Matrix-vector multiplication is a foundational operation in linear algebra, where a matrix transforms an input vector into an output vector. This operation basically powers numerous fields including computer science and deep learning. Optimizing matrix-vector multiplication, especially in the context of GPU programming and CUDA can help us learn many new things.
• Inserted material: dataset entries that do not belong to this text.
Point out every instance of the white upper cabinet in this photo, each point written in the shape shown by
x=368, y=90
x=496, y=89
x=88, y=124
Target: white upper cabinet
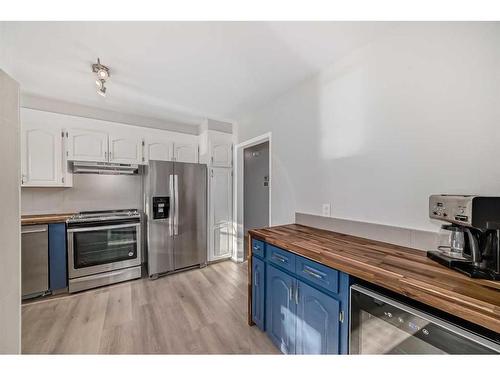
x=222, y=154
x=220, y=213
x=160, y=150
x=87, y=145
x=126, y=150
x=186, y=152
x=41, y=161
x=43, y=152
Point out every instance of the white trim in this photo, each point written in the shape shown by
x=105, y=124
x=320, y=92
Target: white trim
x=238, y=242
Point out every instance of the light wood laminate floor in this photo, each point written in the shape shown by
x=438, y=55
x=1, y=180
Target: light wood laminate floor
x=201, y=311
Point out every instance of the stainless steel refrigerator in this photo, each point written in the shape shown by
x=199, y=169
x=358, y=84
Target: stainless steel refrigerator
x=176, y=216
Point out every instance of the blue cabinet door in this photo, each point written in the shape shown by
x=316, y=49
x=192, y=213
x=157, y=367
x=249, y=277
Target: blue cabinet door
x=280, y=309
x=258, y=290
x=57, y=257
x=317, y=322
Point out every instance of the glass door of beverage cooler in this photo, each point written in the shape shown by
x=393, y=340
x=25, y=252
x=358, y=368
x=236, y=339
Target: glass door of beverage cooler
x=382, y=325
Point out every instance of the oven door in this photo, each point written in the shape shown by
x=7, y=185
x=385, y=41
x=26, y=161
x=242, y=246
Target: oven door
x=382, y=325
x=93, y=250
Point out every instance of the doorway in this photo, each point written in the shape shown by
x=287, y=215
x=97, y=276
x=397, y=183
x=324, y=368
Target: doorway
x=255, y=189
In this worklog, we will start by benchmarking cuBLAS's matrix-vector multiplication performance then we will iteratively optimize it in CUDA to see how close we can get to cuBLAS. The intention is to not replace it, but to learn from it. The NVIDIA GPU used for this worklog is one GTX 1050Ti (that's all I have got right now). By the end of this worklog, we will achieve what the following figure shows:

Benchmark results

The full code is available on the GitHub repository: Optimizing SGEMV in CUDA

If you want me to work together with you on deep learning models, inference, training, software development, custom CUDA kernels or something else then you can shoot a direct message (DM) to me here: me on X (formerly Twitter)

Let's start!

Some background first

From now on, we will call matrix-vector multiplication as SGEMV which stands for Single-Precision General Matrix-Vector multiplication. The breakdown of this term is:

S: Indicates single-precision ( $32$ -bit floating-point numbers).
GE: Refers to a general matrix, meaning the matrix can have any shape or content (not restricted to special forms like symmetric or diagonal matrices).
MV: Stands for matrix-vector multiplication, the core operation the function performs.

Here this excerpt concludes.